Online: Creating Complication Within Complication

“There may be many children showing similar warning signs of disabilities that have gone undetected,” said Winnie Williams-Hall, an 8th-grade special education teacher in Chicago.

“During in-person learning, you are face-to-face with a student, and you can gauge facial expressions when you need to slow down,” Williams-Hall said. “But that’s difficult to do during virtual learning and the student doesn’t even have the camera on.”

“Similarly, the same student saddled with a behavioral disorder or emotional disturbance may become defiant in an in-person classroom, may reverse course by muting the microphone or ignore the computer completely while remote learning,” added Williams-Hall.

“Even for those teachers who are experienced at recognizing learning disabilities, the sound quality and limitations of computer programs may have hampered those recognition abilities over the past year,” said Teresa Ranieri, a teacher and literacy coach at a New York City elementary school.

“During online reading exercises, it could be difficult to hear if a student was able to blend letter sounds together to form words, to deconstruct words into individual phonetic sounds, and to rhyme,” she said.

Ranieri added, “There’s a delay, there may be a poor internet connection, and when all of the children say it at the same time, it’s very hard to hear that child”.

Despite Parents’ Valiant Attempts

Parents grappling with their children’s special needs told Education Week that the combination of pursuing evaluations for special education while supporting their children’s academics and working together with schools to create IEPs was both overwhelmingly confusing and downright discouraging, even when they received support.

Liana Durkin, an Alpharetta, Georgia single mother with a very intensive work-from-home job, said,  “it began to feel like ‘a full-time job’ to help her 6th-grade daughter, Rylee, keep up with assignments, pay attention during six-hour days of online classes, and process concepts she clearly struggled to grasp.”

After her daughter was evaluated by an independent psychologist, Durkin subsequently had her daughter evaluated by the school therapist who confirmed the first psychologist’s diagnosis that Rylee had ADHD. Because the process was so confusing, Durkin needed to rely on advice from other parents and Facebook groups, where she heard many horror stories of how children weren’t attended to properly.
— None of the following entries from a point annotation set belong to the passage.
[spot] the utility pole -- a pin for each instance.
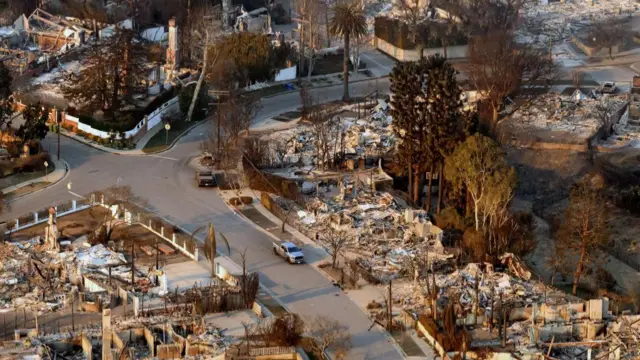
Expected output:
(133, 262)
(218, 94)
(389, 324)
(73, 319)
(301, 23)
(57, 130)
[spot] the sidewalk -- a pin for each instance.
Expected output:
(139, 145)
(61, 170)
(261, 218)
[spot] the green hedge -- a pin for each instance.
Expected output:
(130, 118)
(396, 32)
Durkin couldn’t help but wonder, “How do parents that need to go into work every day deal with this?”

Even as Congress considered its first relief bill, the CARES Act, school district administrators were already pushing for waivers from some parts of IDEA. Most relevant were the timelines in the special education law requiring evaluations to be completed within 60 days of the request. Their primary argument was the difficulty of conducting assessments for students learning in remote environments.

When then-U.S. Secretary of Education Betsy DeVos was asked by Congress to evaluate the need for IDEA waivers she responded that the law’s requirements should largely remain intact, even during the pandemic.

“With ingenuity, innovation, and grit, I know this nation’s educators and schools can continue to faithfully educate every one of its students,” she wrote in April 2020.

Down but Not Done

But notwithstanding DeVos’ optimism and confidence, the question remains, “Are schools capable of adhering to federal mandates, or will this critical requirement also gradually slip away?” And if it does, will that lead to even more students being denied their essential rights guaranteed by IDEA, further complicating matters?

Is the situation hopeless? Certainly not! Americans have shown their resilience many times in the past when they have risen to even more difficult challenges. Whether this will require increasing school budgets in the short run to hire more personnel, “thinking out of the box,” or something else, we can be assured that the country as a whole has the mettle to do whatever is necessary to care for our children with special needs.